2 min read

DeepSeek’s Engram & Baichuan-M3-235B Push LLM Limits as GPT-5.2 Solves Spherical Packing

New AI Models & Research

DeepSeek Introduces Engram: Memory Lookup Module for Next-Gen LLMs
DeepSeek has open-sourced Engram, a memory-augmented module for LLMs that uses hashed N-gram embeddings for deterministic O(1) lookup, improving performance in knowledge, reasoning, code, and math tasks. The module decouples memory and compute as separate scaling axes, offering consistent gains across benchmarks.


Baichuan-M3-235B: Medical LLM Surpassing GPT-5.2 in Benchmarks
Baichuan AI’s Baichuan-M3-235B is a next-gen medical LLM optimized for clinical decision-making, achieving lower hallucination rates and higher efficiency than GPT-5.2 via techniques like Fact-Aware RL and W4 quantization.


GPT-5.2 Pro Agent Breaks Spherical Packing Record
OpenAI’s GPT-5.2 Pro Agent set a new benchmark in experimental mathematics by optimizing a spherical packing configuration, outperforming prior human and computational efforts.


NVIDIA Research: Real-Time Model Weight Updates for Continual Learning
NVIDIA’s new research enables real-time weight updates in AI models, addressing catastrophic forgetting and misalignment but requiring pruning to manage model growth.


AI Products & Services

Claude Cowork: AI-Assisted Task Automation (Research Preview)
Anthropic’s Cowork feature for Claude Max (macOS) allows AI to interact with local files—organizing folders, editing documents, and generating drafts from notes—via a research preview for subscribers.


Shopify CEO Builds MRI Viewer with Claude AI
Shopify’s Tobi Lutke used Claude AI to create a lightweight, HTML-based MRI viewer from raw USB data, demonstrating LLMs’ potential to replace specialized software tools.


SurfSense: Open-Source Alternative to Glean/NotebookLM
SurfSense is an OSS platform connecting LLMs to internal knowledge sources (drives, calendars, etc.) with deep agentic capabilities, role-based access, and support for 100+ models.


4B Text2SQL Model Matches 685B LLM Performance
A 4B-parameter SLM fine-tuned by Distil Labs achieves 685B-LLM-level accuracy in converting English queries to SQL, running locally with high speed.


Headroom: Tool Output Compression for AI Agents (60-90% Token Reduction)
Headroom is an open-source tool that compresses agent tool outputs, reducing token usage by 60-90% by filtering relevant data (errors, outliers, query matches) with minimal latency.


GitNexus: Client-Side Code Intelligence Engine
GitNexus is an open-source, browser-based engine for deep codebase analysis (imports, calls, defines) with graph queries, semantic search, and integration with Claude Code/Cursor.

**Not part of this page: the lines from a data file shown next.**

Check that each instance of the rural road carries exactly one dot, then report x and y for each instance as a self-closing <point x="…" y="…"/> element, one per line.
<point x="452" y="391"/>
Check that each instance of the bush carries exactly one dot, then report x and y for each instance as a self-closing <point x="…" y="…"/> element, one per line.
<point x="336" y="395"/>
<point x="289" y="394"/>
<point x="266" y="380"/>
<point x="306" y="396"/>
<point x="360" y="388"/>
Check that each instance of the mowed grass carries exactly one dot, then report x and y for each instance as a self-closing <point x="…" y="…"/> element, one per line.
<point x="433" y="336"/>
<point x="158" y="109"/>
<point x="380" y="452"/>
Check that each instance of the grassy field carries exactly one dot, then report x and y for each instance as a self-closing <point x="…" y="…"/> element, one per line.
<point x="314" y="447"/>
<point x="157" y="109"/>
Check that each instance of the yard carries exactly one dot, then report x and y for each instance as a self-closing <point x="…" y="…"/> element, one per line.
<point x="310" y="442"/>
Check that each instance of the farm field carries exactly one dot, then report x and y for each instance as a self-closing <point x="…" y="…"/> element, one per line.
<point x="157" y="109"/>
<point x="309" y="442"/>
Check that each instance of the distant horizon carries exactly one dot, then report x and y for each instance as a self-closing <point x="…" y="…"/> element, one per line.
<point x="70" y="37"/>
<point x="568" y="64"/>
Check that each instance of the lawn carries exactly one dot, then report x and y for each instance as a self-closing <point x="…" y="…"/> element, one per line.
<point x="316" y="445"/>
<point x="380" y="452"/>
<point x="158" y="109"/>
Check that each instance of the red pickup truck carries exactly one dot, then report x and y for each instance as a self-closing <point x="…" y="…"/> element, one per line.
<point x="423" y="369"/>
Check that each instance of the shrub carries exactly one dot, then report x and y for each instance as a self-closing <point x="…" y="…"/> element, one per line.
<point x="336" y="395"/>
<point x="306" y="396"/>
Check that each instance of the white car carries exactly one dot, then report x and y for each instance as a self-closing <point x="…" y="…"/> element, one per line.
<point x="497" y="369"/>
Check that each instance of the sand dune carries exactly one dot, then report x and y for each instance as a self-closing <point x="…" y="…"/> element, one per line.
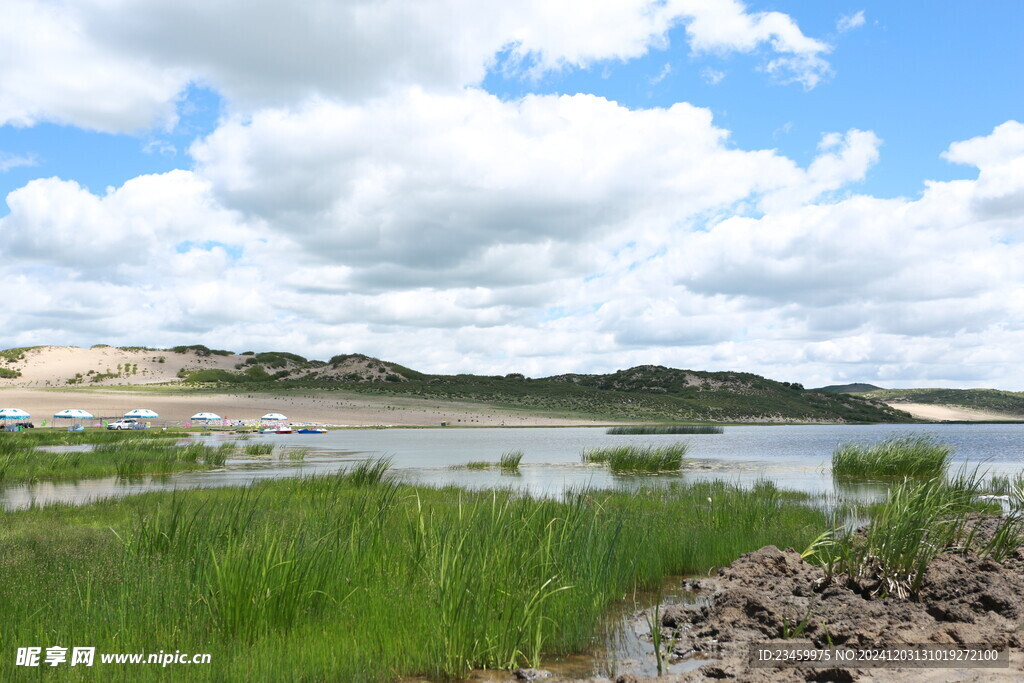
<point x="953" y="413"/>
<point x="327" y="408"/>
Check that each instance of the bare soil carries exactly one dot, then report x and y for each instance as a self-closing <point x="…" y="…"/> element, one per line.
<point x="770" y="593"/>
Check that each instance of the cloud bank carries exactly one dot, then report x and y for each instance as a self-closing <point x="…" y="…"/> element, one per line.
<point x="361" y="193"/>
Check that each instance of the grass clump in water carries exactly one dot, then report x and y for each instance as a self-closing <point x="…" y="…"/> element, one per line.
<point x="302" y="569"/>
<point x="259" y="449"/>
<point x="666" y="429"/>
<point x="899" y="456"/>
<point x="510" y="461"/>
<point x="625" y="459"/>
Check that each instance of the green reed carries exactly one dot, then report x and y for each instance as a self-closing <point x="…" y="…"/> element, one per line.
<point x="352" y="577"/>
<point x="897" y="456"/>
<point x="627" y="459"/>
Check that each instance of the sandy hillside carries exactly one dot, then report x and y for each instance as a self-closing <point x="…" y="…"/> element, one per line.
<point x="327" y="408"/>
<point x="953" y="413"/>
<point x="102" y="366"/>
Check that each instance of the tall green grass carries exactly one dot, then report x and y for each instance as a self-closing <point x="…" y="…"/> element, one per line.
<point x="259" y="449"/>
<point x="898" y="456"/>
<point x="666" y="429"/>
<point x="510" y="460"/>
<point x="626" y="459"/>
<point x="354" y="578"/>
<point x="918" y="521"/>
<point x="123" y="457"/>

Major Partnerships & Announcements

Apple’s Siri to Integrate Google Gemini
Apple and Google announced Siri will use Gemini AI starting with iOS 26.4, enabling deeper personal context understanding and app control. Elon Musk criticized the deal for centralizing power.


AI Research & Insights

The Hidden Memory Problem in Coding Agents
The post explores challenges in memory management for coding agents, advocating for structured techniques like compressed memory, intent-driven retrieval, and strategic forgetting over brute-force context dumping.